Le roman de John Le Carré est d'abord une bouleversante histoire d'amour, sur fond d'exploitation sociale. Mais, dénonçant l'indifférence des pays industriels à l'égard de certaines pratiques douteuses de l'industrie pharmaceutique, il avait suscité à sa sortie (1999) de nombreuses réactions de la part de l'industrie pharmaceutique qui ne voulait y voir qu'un roman de fiction. Et aujourd'hui encore, celle-ci ne veut y voir "pure fiction [qui] nécessite des rectifications" (1). "J'aurais pu évoquer le scandale des cigarettes trafiquées... J'aurais pu évoquer les compagnies pétrolières..., déclarait John Le Carré, mais le monde des multinationales pharmaceutiques m'a pris à la gorge et ne m'a plus lâché, dès que j'y ai mis le nez. "Big Pharma", comme on l'appelle souvent, réunit tout ce qu'on peut imaginer : les espoirs et les rêves que ce secteur incarne, sa capacité – en partie concrétisée – à faire le bien, et sa face cachée, terriblement sombre, entretenue par des sommes d'argent colossales…" Quant au réalisateur brésilien, Fernado Meirelles, il explique : "Lorsqu'on essaie de fabriquer des médicaments bon marché, équivalents de médicaments brevetés, on prend très vite conscience de la puissance sidérante du lobby de l'industrie pharmaceutique."

"La constance du jardinier" n'est pas un film politique, à la manière d'un Costa-Gavras. Les paysages du Kenya sont magnifiquement photographiés et il s'agit d'une histoire d'amour poignante. Un homme tranquille épouse une femme passionnée, et ce n'est qu'après sa mort que Justin découvre à quel point il l'aimait. Mais, préoccupé par son jardin, il était passé à côté de l'essentiel, s'excusant de ne pouvoir la suivre dans sa fougue militante au nom de sa carrière.

Mais, nous ne sommes pas simplement en face d'une simple histoire romancée sur fond d'évènements sociaux dramatiques. Dans ses romans, John Le Carré traite en arrière-fond des maux du monde occidental, comme les guerres impériales des Etats-Unis dans "Le Tailleur de Panama" ou le trafic d'armes dans "Le Directeur de nuit". Le film, à son tour, sans faire du documentaire-fiction, porte aussi la caméra vers les zones d'ombre d'une industrie mondiale dont la transparence n'est pas la plus grande des qualités.
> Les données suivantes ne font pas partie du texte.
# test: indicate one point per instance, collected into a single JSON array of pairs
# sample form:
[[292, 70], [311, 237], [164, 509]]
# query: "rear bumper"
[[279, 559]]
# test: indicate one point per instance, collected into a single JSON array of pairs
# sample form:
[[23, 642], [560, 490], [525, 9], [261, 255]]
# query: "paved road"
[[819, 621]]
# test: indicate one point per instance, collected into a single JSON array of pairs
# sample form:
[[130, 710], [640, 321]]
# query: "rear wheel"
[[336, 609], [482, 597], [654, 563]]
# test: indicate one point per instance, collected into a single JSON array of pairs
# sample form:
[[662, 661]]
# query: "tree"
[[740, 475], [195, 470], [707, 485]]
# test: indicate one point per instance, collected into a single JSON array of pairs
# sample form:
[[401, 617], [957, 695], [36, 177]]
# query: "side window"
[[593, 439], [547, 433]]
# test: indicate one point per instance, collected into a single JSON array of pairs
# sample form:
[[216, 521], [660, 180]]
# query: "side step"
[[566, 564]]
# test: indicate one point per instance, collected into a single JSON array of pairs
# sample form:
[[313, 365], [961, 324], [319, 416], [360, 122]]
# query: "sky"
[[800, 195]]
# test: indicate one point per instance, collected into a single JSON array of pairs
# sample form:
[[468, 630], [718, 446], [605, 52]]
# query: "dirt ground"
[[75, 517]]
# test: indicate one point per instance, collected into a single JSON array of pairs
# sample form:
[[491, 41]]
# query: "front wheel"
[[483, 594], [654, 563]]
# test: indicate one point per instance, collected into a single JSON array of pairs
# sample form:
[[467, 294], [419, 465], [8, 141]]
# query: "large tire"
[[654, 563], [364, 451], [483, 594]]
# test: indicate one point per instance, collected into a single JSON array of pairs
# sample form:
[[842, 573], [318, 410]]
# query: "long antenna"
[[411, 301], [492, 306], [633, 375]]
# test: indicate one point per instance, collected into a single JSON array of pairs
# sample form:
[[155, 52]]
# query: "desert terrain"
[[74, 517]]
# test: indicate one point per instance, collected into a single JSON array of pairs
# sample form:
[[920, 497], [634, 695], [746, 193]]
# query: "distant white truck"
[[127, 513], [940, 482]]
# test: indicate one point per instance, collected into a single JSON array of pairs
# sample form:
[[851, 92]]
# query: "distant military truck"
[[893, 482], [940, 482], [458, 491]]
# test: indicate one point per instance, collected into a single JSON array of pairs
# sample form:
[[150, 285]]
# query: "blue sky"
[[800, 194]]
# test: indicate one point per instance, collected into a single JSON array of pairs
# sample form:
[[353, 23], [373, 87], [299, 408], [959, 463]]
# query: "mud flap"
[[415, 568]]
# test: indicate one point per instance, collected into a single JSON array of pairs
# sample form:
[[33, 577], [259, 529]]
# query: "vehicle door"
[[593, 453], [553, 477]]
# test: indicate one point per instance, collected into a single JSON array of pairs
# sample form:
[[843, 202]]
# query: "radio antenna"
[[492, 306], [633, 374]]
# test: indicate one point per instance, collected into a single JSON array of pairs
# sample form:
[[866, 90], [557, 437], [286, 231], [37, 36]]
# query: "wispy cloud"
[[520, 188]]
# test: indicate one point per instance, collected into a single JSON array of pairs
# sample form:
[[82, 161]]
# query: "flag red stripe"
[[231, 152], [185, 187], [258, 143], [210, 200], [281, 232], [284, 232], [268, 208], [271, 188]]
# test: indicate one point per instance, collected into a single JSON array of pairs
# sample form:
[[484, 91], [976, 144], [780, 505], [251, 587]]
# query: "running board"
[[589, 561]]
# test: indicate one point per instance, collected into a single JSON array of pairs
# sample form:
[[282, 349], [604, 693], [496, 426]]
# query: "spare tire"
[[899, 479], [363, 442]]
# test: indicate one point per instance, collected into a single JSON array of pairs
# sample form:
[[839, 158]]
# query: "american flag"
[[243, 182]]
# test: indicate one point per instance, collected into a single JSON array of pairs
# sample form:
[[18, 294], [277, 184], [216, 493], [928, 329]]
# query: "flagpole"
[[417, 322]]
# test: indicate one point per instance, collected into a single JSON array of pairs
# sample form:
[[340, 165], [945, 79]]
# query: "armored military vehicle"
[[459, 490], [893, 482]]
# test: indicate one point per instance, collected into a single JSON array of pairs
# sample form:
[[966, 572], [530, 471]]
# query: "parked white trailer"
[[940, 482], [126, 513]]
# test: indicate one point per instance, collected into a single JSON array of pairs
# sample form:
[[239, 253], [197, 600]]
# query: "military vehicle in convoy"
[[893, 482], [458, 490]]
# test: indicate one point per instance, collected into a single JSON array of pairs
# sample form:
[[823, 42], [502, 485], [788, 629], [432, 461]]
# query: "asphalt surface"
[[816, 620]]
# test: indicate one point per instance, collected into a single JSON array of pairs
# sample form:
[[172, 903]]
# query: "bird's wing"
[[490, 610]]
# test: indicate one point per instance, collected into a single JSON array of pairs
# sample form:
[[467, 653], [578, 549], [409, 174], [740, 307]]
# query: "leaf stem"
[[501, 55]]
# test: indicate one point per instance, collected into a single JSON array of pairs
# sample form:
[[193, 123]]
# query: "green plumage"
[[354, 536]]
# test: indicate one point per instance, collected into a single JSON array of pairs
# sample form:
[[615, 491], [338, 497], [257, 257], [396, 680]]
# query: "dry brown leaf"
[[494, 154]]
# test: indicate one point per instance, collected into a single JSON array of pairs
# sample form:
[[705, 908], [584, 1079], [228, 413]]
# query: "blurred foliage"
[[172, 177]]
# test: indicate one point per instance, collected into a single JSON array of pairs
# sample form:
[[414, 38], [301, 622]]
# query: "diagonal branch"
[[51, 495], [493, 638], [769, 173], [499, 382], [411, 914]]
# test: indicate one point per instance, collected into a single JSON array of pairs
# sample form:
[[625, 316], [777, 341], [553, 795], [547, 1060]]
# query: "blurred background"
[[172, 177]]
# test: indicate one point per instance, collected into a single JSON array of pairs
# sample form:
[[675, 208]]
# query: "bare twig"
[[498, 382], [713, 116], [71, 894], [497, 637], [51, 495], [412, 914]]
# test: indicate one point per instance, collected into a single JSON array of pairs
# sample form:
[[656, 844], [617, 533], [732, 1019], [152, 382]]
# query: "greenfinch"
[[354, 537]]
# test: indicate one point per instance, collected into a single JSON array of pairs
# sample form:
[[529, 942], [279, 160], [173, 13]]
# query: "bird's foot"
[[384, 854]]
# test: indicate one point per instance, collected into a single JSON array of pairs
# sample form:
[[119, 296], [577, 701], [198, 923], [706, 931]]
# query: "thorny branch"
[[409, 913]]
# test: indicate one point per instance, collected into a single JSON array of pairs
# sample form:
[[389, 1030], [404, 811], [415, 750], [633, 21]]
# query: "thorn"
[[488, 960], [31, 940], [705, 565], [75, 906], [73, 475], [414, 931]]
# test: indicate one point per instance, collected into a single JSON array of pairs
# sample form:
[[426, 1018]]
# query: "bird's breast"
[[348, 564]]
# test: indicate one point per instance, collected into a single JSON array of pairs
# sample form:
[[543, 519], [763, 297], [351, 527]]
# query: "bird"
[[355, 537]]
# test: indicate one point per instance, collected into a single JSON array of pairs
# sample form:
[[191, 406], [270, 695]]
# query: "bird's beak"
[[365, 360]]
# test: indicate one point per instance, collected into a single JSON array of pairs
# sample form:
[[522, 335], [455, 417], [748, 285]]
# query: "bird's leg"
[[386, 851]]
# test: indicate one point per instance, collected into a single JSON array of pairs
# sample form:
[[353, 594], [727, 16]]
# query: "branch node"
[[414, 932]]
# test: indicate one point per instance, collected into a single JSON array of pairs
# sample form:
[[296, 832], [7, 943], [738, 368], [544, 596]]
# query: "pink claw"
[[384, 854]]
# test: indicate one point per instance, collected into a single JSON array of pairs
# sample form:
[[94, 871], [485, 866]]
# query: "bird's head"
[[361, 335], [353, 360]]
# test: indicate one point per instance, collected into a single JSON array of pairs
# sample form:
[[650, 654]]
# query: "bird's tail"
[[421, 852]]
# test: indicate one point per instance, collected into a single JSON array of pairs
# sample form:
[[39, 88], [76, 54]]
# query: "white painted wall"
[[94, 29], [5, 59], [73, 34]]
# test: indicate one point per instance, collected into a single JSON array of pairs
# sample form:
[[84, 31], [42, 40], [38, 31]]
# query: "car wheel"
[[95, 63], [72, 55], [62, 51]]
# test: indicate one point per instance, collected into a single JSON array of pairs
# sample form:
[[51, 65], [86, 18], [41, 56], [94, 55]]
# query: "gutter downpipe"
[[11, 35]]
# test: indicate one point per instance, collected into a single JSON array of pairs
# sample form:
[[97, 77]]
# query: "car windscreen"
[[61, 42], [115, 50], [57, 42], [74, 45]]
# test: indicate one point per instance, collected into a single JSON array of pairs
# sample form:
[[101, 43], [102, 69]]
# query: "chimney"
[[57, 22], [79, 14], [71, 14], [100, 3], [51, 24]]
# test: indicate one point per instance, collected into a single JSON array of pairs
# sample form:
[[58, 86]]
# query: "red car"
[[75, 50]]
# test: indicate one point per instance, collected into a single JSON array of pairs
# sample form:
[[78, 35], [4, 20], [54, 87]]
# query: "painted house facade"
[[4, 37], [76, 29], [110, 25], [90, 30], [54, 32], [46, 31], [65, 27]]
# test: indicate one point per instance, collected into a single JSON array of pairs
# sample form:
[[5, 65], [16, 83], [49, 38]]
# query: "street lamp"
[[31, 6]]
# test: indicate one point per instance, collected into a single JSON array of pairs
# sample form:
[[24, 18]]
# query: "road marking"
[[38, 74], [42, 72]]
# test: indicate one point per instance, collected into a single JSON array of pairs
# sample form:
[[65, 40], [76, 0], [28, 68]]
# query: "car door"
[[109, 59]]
Il est vrai, comme l'affirme les firmes pharmaceutiques, que les essais cliniques sont strictement règlementés et que les entreprises qui y dérogeraient seraient poursuivies devant les tribunaux… dans les pays occidentaux. Mais en Afrique ? Qui pourrait affirmer que ces règles sont partout respectées scrupuleusement (2) ! Ce n'est pas le moindre mérite du film que de nous faire sentir comment nos raisons de rester raisonnables peuvent contribuer à soutenir la violence tranquille (c'est-à-dire non armée) de certaines grandes sociétés multinationales ou de grandes administrations.

Christian Van Rompaey

(1) Voir www.pharma.be  (le site belge de l'Association Générale de l'industrie du médicament) ainsi que www.leem.org  (le site français des entreprises du médicament).

(2) Lire dans le Monde Diplomatique www.monde-diplomatique.fr : l'Afrique, cobaye de Big Pharma de Jean-Philippe Chippaux, médecin, directeur de recherche à Dakar, ainsi que Apartheid médical, collection "Manière de voir" (février 2004).